US 12,009,062 B2
	Efficient clustering of noisy polynucleotide sequence reads
Luis Ceze, Seattle, WA (US); Sergey Yekhanin, Redmond, WA (US); Siena Dumas Ang, Seattle, WA (US); Karin Strauss, Seattle, WA (US); Cyrus Rashtchian, Seattle, WA (US); Ravindran Kannan, Oakland, CA (US); and Konstantin Makarychev, Seattle, WA (US)
Assigned to Microsoft Technology Licensing, LLC, Redmond, WA (US)
Appl. No. 16/325,112
Filed by Microsoft Technology Licensing, LLC, Redmond, WA (US)
PCT Filed Sep. 25, 2017, PCT No. PCT/US2017/053147 § 371(c)(1), (2) Date Feb. 12, 2019, PCT Pub. No. WO2018/063950, PCT Pub. Date Apr. 5, 2018.
Claims priority of provisional application 62/402,873, filed on Sep. 30, 2016.
Prior Publication US 2021/0035657 A1, Feb. 4, 2021
Int. Cl. G16B 30/10 (2019.01); G06F 16/28 (2019.01); G16B 40/00 (2019.01); G16B 30/20 (2019.01)

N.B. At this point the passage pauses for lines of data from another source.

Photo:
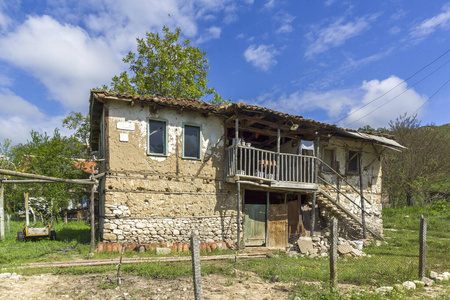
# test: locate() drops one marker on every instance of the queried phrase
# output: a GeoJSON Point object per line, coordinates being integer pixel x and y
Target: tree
{"type": "Point", "coordinates": [411, 172]}
{"type": "Point", "coordinates": [81, 126]}
{"type": "Point", "coordinates": [163, 66]}
{"type": "Point", "coordinates": [5, 161]}
{"type": "Point", "coordinates": [50, 156]}
{"type": "Point", "coordinates": [368, 128]}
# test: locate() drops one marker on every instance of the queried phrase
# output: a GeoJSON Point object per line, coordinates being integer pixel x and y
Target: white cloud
{"type": "Point", "coordinates": [430, 25]}
{"type": "Point", "coordinates": [334, 102]}
{"type": "Point", "coordinates": [336, 34]}
{"type": "Point", "coordinates": [340, 103]}
{"type": "Point", "coordinates": [388, 107]}
{"type": "Point", "coordinates": [210, 34]}
{"type": "Point", "coordinates": [5, 21]}
{"type": "Point", "coordinates": [12, 104]}
{"type": "Point", "coordinates": [269, 4]}
{"type": "Point", "coordinates": [261, 57]}
{"type": "Point", "coordinates": [285, 19]}
{"type": "Point", "coordinates": [18, 117]}
{"type": "Point", "coordinates": [395, 30]}
{"type": "Point", "coordinates": [63, 57]}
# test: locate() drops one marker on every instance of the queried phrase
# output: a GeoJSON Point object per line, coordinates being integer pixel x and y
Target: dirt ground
{"type": "Point", "coordinates": [102, 286]}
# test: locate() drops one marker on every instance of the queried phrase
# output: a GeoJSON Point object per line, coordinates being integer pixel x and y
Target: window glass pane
{"type": "Point", "coordinates": [328, 158]}
{"type": "Point", "coordinates": [353, 162]}
{"type": "Point", "coordinates": [157, 136]}
{"type": "Point", "coordinates": [191, 141]}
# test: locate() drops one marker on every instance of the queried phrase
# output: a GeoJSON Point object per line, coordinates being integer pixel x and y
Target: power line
{"type": "Point", "coordinates": [420, 70]}
{"type": "Point", "coordinates": [432, 96]}
{"type": "Point", "coordinates": [390, 100]}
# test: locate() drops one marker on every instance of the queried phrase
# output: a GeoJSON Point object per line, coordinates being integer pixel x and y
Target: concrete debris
{"type": "Point", "coordinates": [419, 283]}
{"type": "Point", "coordinates": [433, 275]}
{"type": "Point", "coordinates": [305, 246]}
{"type": "Point", "coordinates": [345, 248]}
{"type": "Point", "coordinates": [163, 251]}
{"type": "Point", "coordinates": [427, 281]}
{"type": "Point", "coordinates": [384, 289]}
{"type": "Point", "coordinates": [318, 246]}
{"type": "Point", "coordinates": [409, 285]}
{"type": "Point", "coordinates": [10, 275]}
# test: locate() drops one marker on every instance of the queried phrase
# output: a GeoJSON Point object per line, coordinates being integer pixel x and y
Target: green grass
{"type": "Point", "coordinates": [395, 261]}
{"type": "Point", "coordinates": [72, 242]}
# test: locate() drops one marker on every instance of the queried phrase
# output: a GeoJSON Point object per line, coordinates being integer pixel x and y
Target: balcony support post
{"type": "Point", "coordinates": [316, 168]}
{"type": "Point", "coordinates": [236, 139]}
{"type": "Point", "coordinates": [238, 245]}
{"type": "Point", "coordinates": [278, 155]}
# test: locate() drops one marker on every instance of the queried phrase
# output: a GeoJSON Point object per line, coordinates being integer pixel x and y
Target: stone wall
{"type": "Point", "coordinates": [119, 226]}
{"type": "Point", "coordinates": [165, 198]}
{"type": "Point", "coordinates": [371, 177]}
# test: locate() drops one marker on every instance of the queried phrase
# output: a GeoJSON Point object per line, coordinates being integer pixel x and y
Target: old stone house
{"type": "Point", "coordinates": [231, 172]}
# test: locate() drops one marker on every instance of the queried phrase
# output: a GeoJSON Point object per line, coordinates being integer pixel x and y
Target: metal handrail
{"type": "Point", "coordinates": [340, 192]}
{"type": "Point", "coordinates": [340, 176]}
{"type": "Point", "coordinates": [273, 166]}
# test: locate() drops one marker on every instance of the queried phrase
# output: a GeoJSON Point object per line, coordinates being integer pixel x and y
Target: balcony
{"type": "Point", "coordinates": [283, 170]}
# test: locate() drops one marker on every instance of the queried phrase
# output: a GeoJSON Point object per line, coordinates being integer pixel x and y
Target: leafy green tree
{"type": "Point", "coordinates": [368, 128]}
{"type": "Point", "coordinates": [5, 161]}
{"type": "Point", "coordinates": [50, 156]}
{"type": "Point", "coordinates": [80, 125]}
{"type": "Point", "coordinates": [409, 174]}
{"type": "Point", "coordinates": [164, 66]}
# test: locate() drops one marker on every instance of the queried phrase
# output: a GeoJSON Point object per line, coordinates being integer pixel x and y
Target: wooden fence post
{"type": "Point", "coordinates": [2, 214]}
{"type": "Point", "coordinates": [333, 252]}
{"type": "Point", "coordinates": [92, 208]}
{"type": "Point", "coordinates": [422, 246]}
{"type": "Point", "coordinates": [197, 274]}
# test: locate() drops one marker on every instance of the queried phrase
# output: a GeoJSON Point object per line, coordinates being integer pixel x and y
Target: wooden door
{"type": "Point", "coordinates": [278, 223]}
{"type": "Point", "coordinates": [255, 224]}
{"type": "Point", "coordinates": [293, 219]}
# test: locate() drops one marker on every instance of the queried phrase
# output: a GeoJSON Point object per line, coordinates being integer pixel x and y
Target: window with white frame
{"type": "Point", "coordinates": [157, 137]}
{"type": "Point", "coordinates": [192, 141]}
{"type": "Point", "coordinates": [353, 162]}
{"type": "Point", "coordinates": [329, 159]}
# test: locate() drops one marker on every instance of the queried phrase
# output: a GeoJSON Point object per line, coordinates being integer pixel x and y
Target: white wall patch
{"type": "Point", "coordinates": [123, 137]}
{"type": "Point", "coordinates": [125, 126]}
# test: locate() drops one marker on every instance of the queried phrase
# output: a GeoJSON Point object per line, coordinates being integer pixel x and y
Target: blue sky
{"type": "Point", "coordinates": [324, 60]}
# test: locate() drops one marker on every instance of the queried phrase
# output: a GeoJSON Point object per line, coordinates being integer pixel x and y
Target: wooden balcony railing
{"type": "Point", "coordinates": [253, 163]}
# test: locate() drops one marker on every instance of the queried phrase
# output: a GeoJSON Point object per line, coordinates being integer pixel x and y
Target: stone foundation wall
{"type": "Point", "coordinates": [122, 228]}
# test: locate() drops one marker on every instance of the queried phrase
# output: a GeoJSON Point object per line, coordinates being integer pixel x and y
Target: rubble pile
{"type": "Point", "coordinates": [319, 246]}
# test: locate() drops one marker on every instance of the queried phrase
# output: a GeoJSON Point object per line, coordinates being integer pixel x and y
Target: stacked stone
{"type": "Point", "coordinates": [318, 246]}
{"type": "Point", "coordinates": [119, 227]}
{"type": "Point", "coordinates": [161, 248]}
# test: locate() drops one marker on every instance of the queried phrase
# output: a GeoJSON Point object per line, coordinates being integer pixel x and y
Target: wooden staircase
{"type": "Point", "coordinates": [350, 223]}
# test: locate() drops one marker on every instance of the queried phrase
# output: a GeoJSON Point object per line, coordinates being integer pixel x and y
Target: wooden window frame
{"type": "Point", "coordinates": [164, 136]}
{"type": "Point", "coordinates": [199, 156]}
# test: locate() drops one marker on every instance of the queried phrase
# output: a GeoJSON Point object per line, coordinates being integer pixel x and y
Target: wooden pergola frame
{"type": "Point", "coordinates": [34, 178]}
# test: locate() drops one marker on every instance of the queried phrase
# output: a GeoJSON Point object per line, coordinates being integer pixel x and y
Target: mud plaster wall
{"type": "Point", "coordinates": [371, 177]}
{"type": "Point", "coordinates": [165, 192]}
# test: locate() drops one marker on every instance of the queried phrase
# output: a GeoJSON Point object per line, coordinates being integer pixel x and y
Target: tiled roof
{"type": "Point", "coordinates": [226, 109]}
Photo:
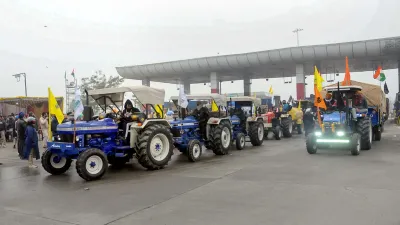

CPC G16B 30/10 (2019.02) [G06F 16/285 (2019.01); G16B 40/00 (2019.02); G16B 30/20 (2019.02)]

16 Claims

1. A system for improving accuracy of polynucleotide sequencing, the system comprising:

a polynucleotide sequencer configured to generate a plurality of DNA reads from a plurality of DNA strands having different nucleotide sequences, wherein the plurality of DNA reads includes errors introduced by the polynucleotide sequencer;

at least one processing unit;

a memory in communication with the processing unit;

a clusterization module stored in the memory and executable on the processing unit to divide the plurality of DNA reads into clusters by first grouping DNA reads having a same hash as determined by randomized locality-sensitive hashing (LSH) into buckets and then grouping DNA reads in a same bucket into clusters based at least in part on similarity of signatures of the DNA reads, wherein the signatures are generated by a technique that deterministically embeds edit-distance space into Hamming space; and

a consensus output sequence generator stored in the memory and executable on the processing unit configured to generate a single consensus output sequence from each cluster that has less error than individual reads in each cluster.